As we’ve previously discussed on Bits & Pieces, the DIY Maker Movement has used Atmel-powered 3D printers like MakerBot and RepRap for some time now, but it is quite clear that 3D printing recently entered a new and important stage in a number of spaces including the medical sphere, architectural arena, science lab and even on the battlefield.
Yes, the US Army Research Laboratory (ARL) and Purdue University are currently examining the possibility of deploying 3D printers in combat zones which would be tasked with instantly fixing or replacing damaged equipment (including aircraft and ground vehicles), all while significantly cutting down on logistical costs.
According to Ed Habtour, a research engineer with ARL’s Vehicle Technology Directorate at Aberdeen Proving Ground, scientists have found that combining the general purpose, finite-element analysis software ABAQUS with Python helps improves energy absorption and dissipation, productivity and lower maintenance costs.
“The combination of ABAQUS and Python provides an automated process for auto-generation of the geometries, models, materials assignments and code execution,” Habtour explained. “The soldier can print [3D] structures in the field using additive manufacturing by simply downloading the model generated by the designer/vendor.”
Habtour also noted that new structures created from this process are designed to be adaptive and configurable to the harsh conditions like random and harmonic vibrations, thermal loads, repetitive shocks due to road bumps, crash and acoustic attenuation.

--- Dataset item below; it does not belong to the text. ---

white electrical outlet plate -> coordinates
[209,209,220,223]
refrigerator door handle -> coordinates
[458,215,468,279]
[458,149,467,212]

Plus, the structures can be configured to prevent crack propagation.
“Sometime in the near future, soldiers would be able to fabricate and repair these segmented structures very easily in the front lines or Forward Operating Bases (FOBs), so instead of moving damaged ground or air vehicles to a main base camp for repair, an in-field repair approach would essentially mean vehicles would be fixed and accessible to warfighters much faster at lower costs,” he addedr. “We want to change the conventional thinking by taking advantage of exciting materials and manipulating the structure based on the principle of segmentation and assembly.”